For automated detection of boulders, the choice of the input data is crucial, and it is affected by the seabed environment, which is mapped. The input data can be adjusted to a very specific boulder size, shape, or seabed environment, which results in better performance scores for detection of this specific situation. The input data can also be adjusted to a larger area with more variation, but with more generalized results, but worse performance scores. A clear definition of the aim of the investigation is necessary to improve input data. Knowledge about seabed morphology, other habitats, and specific boulder appearance of the area, can be used to choose machine learning predictors and data type and resolution. Point cloud data results in 3D features, which makes it possible to distinguish between circles and spherical boulders on the seabed, while a method to distinguish between boulders in vegetation still is needed.

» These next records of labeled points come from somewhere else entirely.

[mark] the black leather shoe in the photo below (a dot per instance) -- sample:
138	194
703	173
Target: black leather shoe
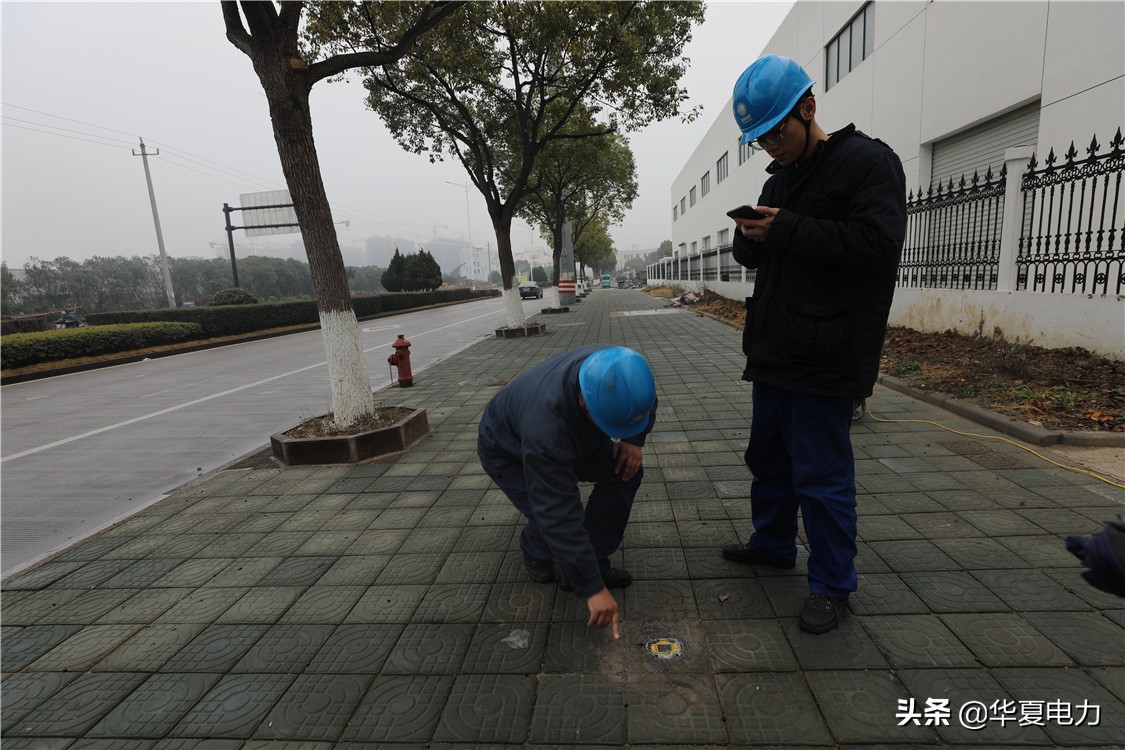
541	571
821	613
743	553
612	578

Partly covered boulders on sand can be detected from colour difference from LiDAR intensity, but vegetated patches in the surroundings will remove this signal. It is therefore important to combine a specific set of predictors designed to distinguish seabed morphology and habitats, adjusted to the relevant area.

6. Conclusions

We found that boulders can be detected from four different boulder characteristics: Colour contrast, height difference, spherical shape, and boulder boundary. Colour contrast can be detected from intensity features, height difference from std z and mean z, spherical shape can be detected from sphericity, omnivariance, and anisotropy, while boulder boundaries can be detected from change of curvature, dp, and dz. The best predictor from each of the four groups was std intensity, std z, sphericity and change of curvature, all calculated with a neighbourhood search radius on 0.5 or 1 m. Unvegetated, spherical boulders on bare sandy seabed can be detected from all four boulder characteristics, while unvegetated boulders, partly covered by sand, on bare sandy seabed, can be detected from height and colour contrast predictors.

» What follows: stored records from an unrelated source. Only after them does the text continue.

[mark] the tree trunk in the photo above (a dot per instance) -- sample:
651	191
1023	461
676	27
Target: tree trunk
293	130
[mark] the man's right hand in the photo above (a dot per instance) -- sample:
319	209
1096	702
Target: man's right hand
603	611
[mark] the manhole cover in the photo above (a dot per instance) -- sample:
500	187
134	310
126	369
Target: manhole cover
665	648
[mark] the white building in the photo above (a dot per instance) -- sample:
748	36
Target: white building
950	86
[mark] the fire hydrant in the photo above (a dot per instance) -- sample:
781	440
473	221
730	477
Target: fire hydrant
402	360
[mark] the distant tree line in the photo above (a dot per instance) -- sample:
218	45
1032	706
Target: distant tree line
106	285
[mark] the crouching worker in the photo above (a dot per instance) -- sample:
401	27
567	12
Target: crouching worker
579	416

Spherical, boulders, covered by macroalgae on bare sand can be detected from all four groups of boulder characteristics, but even very small patches of vegetation or macroalgae growing on cobbles can affect the colour contrast signal. It is difficult to detect boulders in vegetated areas, especially if they are non-spherical.

Pre-knowledge about the dominating boulder environments in an area could lead to better input data for machine learning. When up-scaling the boulder detection area, larger seabed structures may affect the results. Therefore, knowledge about these structures can be used to remove errors and uncertainties from the machine learning input data.

Larger studies of habitat characteristics and discriminators between habitats and seabed structures will be useful when improving automated boulder detection.

Author Contributions

Conceptualization, S.S.H., V.B.E., A.K. and Z.A.-H.; methodology, S.S.H., A.K. and V.B.E.; software, S.S.H. and M.N.; validation, S.S.H.; formal analysis, S.S.H.; investigation (LiDAR data collection), F.S. and R.B.; data curation, R.B., M.S.A., M.N. and S.S.H.; writing—original draft preparation, S.S.H.; writing—review and editing, V.B.E., A.K. and Z.A.-H.; visualization, S.S.H. and M.S.A.; supervision, V.B.E., A.K. and Z.A.-H.; project administration, V.B.E. and A.K.; funding acquisition, V.B.E. All authors have read and agreed to the published version of the manuscript.

Funding

This research work is part of the project “ECOMAP-Baltic Sea environmental assessments by innovative opto-acoustic remote sensing, mapping, and monitoring”, supported by BONUS (Art 185), funded jointly by the EU and the Innovation Fund Denmark.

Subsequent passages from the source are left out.